Nellie (Showalter’s wife) was an excellent chess player in her own right, actually defeating Lasker in a casual match with the advantage of knight odds (+5 -2 =0).  She would later earn the title of U.S. Ladies Champion with her match victory over Harriet Worrall in 1894.

There is much controversy and speculation as to when Showalter first captured the title of U.S. Chess Champion.  Some sources have him as champion in 1890 as a result of his tournament victory at St. Louis, coupled with the inactivity of proposed champion Samuel Lipschutz.  Others claim his match victory over Max Judd in 1892 (+7 -4 =3) was for the title.  Even his win over Albert Beauregard Hodges (+7 -6 =4) in 1894 has been considered controversial.  The only title win that seems to be amicable to most historians is his 1895 conquest of Lipschutz (+7 -4 =3).

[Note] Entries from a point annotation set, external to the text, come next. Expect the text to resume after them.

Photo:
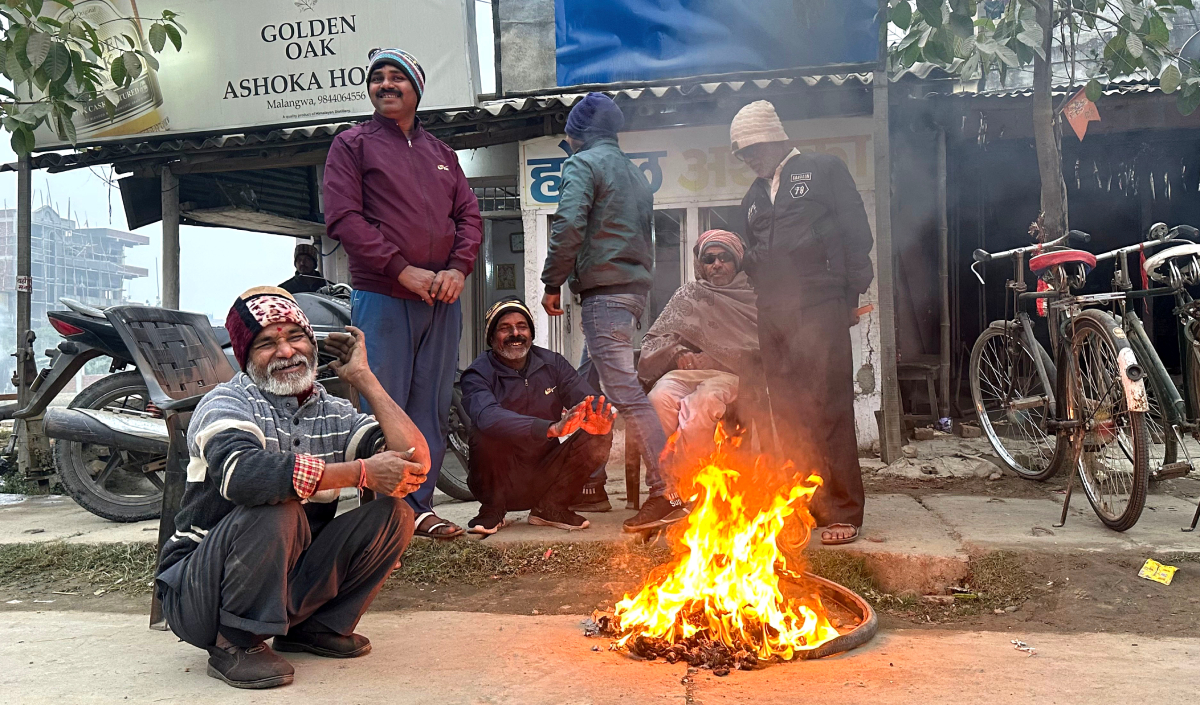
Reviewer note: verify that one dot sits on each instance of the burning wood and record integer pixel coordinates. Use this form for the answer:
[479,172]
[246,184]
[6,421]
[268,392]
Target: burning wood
[719,602]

He would successfully defend his title twice in 1896 by defeating both Emil Kemeny (+7 -4 =4) and John Finan Barry (+7 -2 =4).   In 1897 he faced the up-and-coming Harry Nelson Pillsbury in arguably the greatest chess match in United States Chess Championship history.  Showalter was one victory away from retaining his title against his heavily favored opponent and had the White pieces for the potentially deciding game.  In a sixty-move Ponziani opening, Pillsbury was able to prevail and eventually won the match in an extended overtime by the score of 10 wins, 8 losses, and 3 draws.  Showalter sought to re-capture his title the following year against Pillsbury, losing in less dramatic fashion by the score of 3 wins, 7 losses, and 2 draws.

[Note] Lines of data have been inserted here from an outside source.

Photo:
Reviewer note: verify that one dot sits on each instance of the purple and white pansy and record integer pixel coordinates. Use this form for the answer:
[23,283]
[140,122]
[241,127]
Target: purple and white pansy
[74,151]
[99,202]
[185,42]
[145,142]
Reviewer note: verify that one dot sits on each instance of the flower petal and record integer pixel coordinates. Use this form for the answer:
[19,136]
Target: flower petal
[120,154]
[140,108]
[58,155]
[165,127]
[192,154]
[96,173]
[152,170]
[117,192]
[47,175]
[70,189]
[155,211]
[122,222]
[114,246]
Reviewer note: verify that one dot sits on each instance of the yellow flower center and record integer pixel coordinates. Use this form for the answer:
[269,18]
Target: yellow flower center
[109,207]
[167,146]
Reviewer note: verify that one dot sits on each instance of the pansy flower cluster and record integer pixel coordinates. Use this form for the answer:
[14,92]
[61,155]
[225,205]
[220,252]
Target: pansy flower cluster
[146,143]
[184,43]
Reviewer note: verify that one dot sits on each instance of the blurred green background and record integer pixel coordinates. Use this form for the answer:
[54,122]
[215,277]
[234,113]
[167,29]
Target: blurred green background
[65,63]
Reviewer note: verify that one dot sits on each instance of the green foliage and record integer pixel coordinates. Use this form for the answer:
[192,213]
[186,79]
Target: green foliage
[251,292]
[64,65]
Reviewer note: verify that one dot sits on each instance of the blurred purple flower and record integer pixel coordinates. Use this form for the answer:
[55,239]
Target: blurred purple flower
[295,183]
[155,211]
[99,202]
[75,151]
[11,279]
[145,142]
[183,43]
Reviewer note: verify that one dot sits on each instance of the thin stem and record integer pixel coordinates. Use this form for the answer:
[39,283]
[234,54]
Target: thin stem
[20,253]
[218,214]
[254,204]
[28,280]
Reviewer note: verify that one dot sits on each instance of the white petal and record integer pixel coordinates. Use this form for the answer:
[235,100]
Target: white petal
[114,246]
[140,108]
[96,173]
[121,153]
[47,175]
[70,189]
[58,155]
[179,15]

During the next three years Showalter travelled abroad to Europe and participated in several international chess tournaments, with mildly disappointing results. Then, after finishing 2nd at the Manhattan Chess Club championship in 1900 to Lipschutz, Showalter went into a retirement of sorts until the 1904 Cambridge Springs international tournament.  This would be the greatest collection of chess masters on American soil since 1889 (Sixth American Chess Congress) and briefly drew Showalter back to competitive chess.  He would finish a very respectable 5th out of 16 against the impressive likes of Frank Marshall, David Janowski, Emanuel Lasker, Carl Schlechter, Mikhail Chigorin, and Richard Teichmann.  What had to be even more satisfying for Showalter was that he finished ahead of Pillsbury and also defeated him in their only encounter of the tournament.

Showalter then disappeared from the chess world for the next several years.  Pillsbury tragically passed away in 1906 at the early age of 33. This meant that the U.S. title now defaulted to the previous champion, the retired Jackson W. Showalter.

In 1909, Frank Marshall was overwhelmingly the strongest American player of the time and given that Showalter had stopped playing competitively five years previously, the title was somewhat in limbo.  It was ultimately decided that Showalter would either defend his title against the much younger Marshall or relinquish it of his own accord.  Showalter decided to play and was eventually overcome by the score of 2 wins, 7 losses, and 3 draws.

He took yet another hiatus of six years after losing the match, returning at the 1915 Western Open in Excelsior, Minnesota and promptly winning first place.  He then stayed active in chess for several years, playing in the strong Western Opens (2nd place in 1916 and 1917).   His last tournament was the 1926 Western Open in Chicago at the ripe old age of 67.  He finished toward the bottom of standings, but was able to muster up one more brilliant win against strong American player, Edward Lasker.

Showalter happily lived out his remaining years surrounded by family at his Georgetown farm.  He was often seen on the rooftops in town or out in his field with a table and board, playing chess with friends and family.  He passed away on his birthday (February 5th) in 1935 at the age of 76.

Jackson W. Showalter loved life, family, chess, and cigars.  He was also very well liked and respected by his counterparts.  Former world champion William Steinitz was once affectionately quoted as saying that Showalter was “one of only six men from whom he would accept a cigar.”